Simon writes about the universal need to understand universal human needs.
The better we understand our fundamental needs, the better we are equipped to live well and positively influence the lives of others. My own understanding of human needs forms the basis of pretty much all my actions as a philosopher, writer, teacher, husband, father, friend, and so on.
In addition to the brief introduction below, I encourage you to read and reflect on my 75-word Theory of Universal Human Needs, and to explore the reading list following the introduction.
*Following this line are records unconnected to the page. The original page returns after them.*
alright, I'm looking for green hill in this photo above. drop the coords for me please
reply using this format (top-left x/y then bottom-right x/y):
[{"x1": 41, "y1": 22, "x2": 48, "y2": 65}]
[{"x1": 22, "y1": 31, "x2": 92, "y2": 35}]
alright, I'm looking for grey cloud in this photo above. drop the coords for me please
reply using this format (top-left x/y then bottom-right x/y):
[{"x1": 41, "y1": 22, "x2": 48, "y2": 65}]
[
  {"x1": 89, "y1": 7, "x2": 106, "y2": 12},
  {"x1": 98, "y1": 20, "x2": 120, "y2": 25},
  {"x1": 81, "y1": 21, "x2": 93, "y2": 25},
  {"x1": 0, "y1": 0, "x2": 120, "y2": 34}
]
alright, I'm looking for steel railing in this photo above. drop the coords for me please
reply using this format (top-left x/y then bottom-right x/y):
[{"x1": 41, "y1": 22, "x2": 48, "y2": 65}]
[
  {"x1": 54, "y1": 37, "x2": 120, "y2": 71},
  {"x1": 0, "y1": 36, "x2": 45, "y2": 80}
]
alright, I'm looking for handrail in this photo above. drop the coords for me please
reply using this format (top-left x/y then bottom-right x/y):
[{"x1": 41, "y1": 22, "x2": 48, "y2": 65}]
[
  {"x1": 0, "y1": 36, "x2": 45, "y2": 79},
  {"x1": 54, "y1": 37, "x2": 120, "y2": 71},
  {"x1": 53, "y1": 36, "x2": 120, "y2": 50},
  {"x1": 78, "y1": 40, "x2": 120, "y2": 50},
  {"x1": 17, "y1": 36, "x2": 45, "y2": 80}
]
You may also enjoy two related articles: The Ninth Need and Cinema Unanimity.
An introduction to my human needs theory
I have always been interested in why humans do the things they do. I am fascinated by our wisdom and our stupidity, by our need for society and individuality, and by our innate cohesion and our seemingly intractable conflicts.
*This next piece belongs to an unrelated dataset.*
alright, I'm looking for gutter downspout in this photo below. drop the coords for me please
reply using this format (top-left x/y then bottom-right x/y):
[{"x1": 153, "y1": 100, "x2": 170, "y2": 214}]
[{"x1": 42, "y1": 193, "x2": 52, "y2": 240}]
Without knowing what a human needs theory was, I spent year after year travelling, observing, and thinking about universal needs — about what connects us all. Then, in March 2004, one of my brothers-in-law was reviewing an early draft of my writing guidebook, Clear, Concise, Compelling, and he pointed out that I had in fact written a human needs theory (without the thesis).
A ‘theory of universal human needs‘ sounds a bit pompous, but it’s an accurate title and the content (at just 75 words) is anything but pompous. And although I drew on the advice of academics (such as Dr Niki Harre from The University of Auckland) and read academic texts, my theory is not a formal academic one. Does that make it less helpful? I don’t think so (and based on countless citations of the theory, it seems many others agree), but you can decide for yourself. And that’s the key to my theory: accessibility — anyone can read it and critique it, which seems to me to be a helpful quality for a theory that attempts to identify and understand universal human needs. It is intended to be everyone’s list of needs.
So my approach relies on brevity and natural philosophy (observation, contemplation, logic), and my simple hope is that the theory proves useful. I have, in any case, put a peg in the ground.
Further reading on human needs
Surprisingly, it seems very few humans have attempted to define our common needs. We seem to know much more about what it takes to run a car smoothly, for example, than what it takes for the driver of that car to live his or her life smoothly. Only a handful of theories relating to human needs have ever been published. Here is a list of four I recommend you explore.
- 1940s: Abraham Maslow’s Hierarchy of Human Needs
Maslow is the author of the well-known human needs pyramid. Perhaps the most striking difference between our theories, highlighted visually in his pyramid and my nautilus diagram, is the contrast between Maslow’s self-actualization need and my eighth need (to help others). Whilst these needs are both our pinnacle needs (which can only be achieved when the other needs are satisfied), I see helping others as our primary motivator whereas Maslow saw (originally, at least) self-actualization as a need that only the few (the elite) attempt to satisfy.
- 1960s: David McClelland’s Acquired Needs Theory
McClelland proposes three types of innate motivation that significantly influence our behaviour.
- 1960s: Clayton Alderfer’s ERG Theory
Maslow’s theory well reworked into three interrelated needs: existence, relatedness, and growth.
- 1980s: Manfred Max-Neef’s Fundamental Needs Matrix
Max-Neef distinguishes 9 needs from a multitude of satisfiers which he grouped into 4 categories (qualities, things, actions, and settings).
If, like me, you are also interested in conflict resolution, I also recommend you read John W. Burton’s article on human needs and conflict resolution. Burton argues that if it is unsatisfied needs that cause conflict, rather than innate aggression, then to resolve conflict we must direct our efforts at helping all the parties in conflict meet their human needs. A key reason I published my human needs theory is to provide a simple checklist for those immersed in conflict — or in trying to resolve conflict — to help identify the conditions for resolution.